Design compromise for Oklahoma City Boulevard to be revealed at December meeting
Consultants will reveal in December a design recommendation for the Oklahoma City Boulevard that represents a compromise between ideas that had competing priorities related to traffic movement and redevelopment potential, the city's top engineer said.
Oklahoma City and the consulting firm Stantec are hosting a meeting at 5:30 p.m. Dec. 3 at the Coca-Cola Bricktown Events Center, 425 E California Ave., to reveal the design recommendation. The meeting is open to the public.
As plans for the boulevard have started to take shape, many metro residents favored a roadway that maximized the potential for redevelopment, but others felt moving traffic in and out of downtown should take priority, and designs that prioritize one of those ideas usually have elements that come at the expense of the other.
City Engineer and Public Works Director Eric Wenger said he couldn't be specific about what consultants are recommending while they finalize their report, and he prefers to have the design unveiled for the first time at the meeting.
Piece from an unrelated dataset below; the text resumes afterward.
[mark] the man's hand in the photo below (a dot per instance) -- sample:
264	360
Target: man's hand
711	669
But he was clear that the worst fears of supporters on either side of the debate won't be realized.
“They (the consultants) have come up with concepts that modify the boulevard that enhance planning for future development, but also maintain traffic flow in the area,” Wenger said.
Potential designs for a complicated intersection west of downtown have proved to be the most controversial element of the boulevard, leading to Stantec being hired by the city to study as many designs as possible to find the best solution, Wenger said.
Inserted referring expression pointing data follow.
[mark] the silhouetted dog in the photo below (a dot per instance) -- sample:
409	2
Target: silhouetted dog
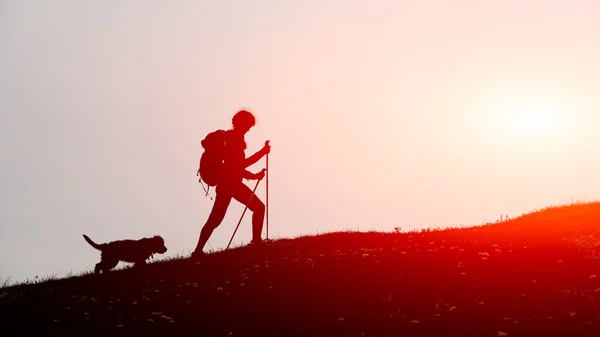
136	251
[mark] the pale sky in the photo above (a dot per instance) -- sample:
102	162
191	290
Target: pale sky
380	114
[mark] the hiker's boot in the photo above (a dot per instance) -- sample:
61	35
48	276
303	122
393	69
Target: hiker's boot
197	255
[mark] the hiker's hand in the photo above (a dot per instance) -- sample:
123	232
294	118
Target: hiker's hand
260	174
266	149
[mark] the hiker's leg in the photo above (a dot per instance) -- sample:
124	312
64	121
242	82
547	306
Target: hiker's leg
242	193
217	214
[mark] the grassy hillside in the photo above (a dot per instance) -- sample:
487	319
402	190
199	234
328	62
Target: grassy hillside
536	275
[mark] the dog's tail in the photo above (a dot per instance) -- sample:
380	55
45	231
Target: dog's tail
92	243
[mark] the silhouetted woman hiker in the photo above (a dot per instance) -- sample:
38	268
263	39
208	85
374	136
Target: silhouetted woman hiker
231	184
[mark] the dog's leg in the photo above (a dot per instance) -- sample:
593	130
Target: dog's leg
139	264
108	264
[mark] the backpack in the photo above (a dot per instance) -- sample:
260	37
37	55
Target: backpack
211	160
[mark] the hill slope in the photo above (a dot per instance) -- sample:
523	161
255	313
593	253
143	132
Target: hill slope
524	277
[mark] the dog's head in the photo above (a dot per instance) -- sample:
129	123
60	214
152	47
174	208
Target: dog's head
157	244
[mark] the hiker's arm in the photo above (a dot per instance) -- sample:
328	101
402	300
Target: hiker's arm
254	176
255	157
249	175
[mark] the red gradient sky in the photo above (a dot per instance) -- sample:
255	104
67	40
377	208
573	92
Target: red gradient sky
380	114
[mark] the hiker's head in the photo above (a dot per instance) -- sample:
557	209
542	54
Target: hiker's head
243	120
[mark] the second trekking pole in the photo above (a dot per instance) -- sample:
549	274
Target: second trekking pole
244	212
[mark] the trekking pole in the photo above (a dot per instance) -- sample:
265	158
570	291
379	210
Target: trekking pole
236	227
267	208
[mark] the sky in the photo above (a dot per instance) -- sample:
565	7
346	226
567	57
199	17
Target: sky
380	114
The boulevard, which will follow the path of the old Crosstown Expressway currently under demolition, passes through the intersection of Reno and Western avenues and Classen Boulevard. The first design plans presented by city and state officials showed a roadway that is elevated on berms.
The elevated roadway was sharply criticized by those who said the boulevard's primary function should be to spur development. Opponents of the elevated road prefer an at-grade road to make the boulevard an attractive place for a housing development, shop or restaurant.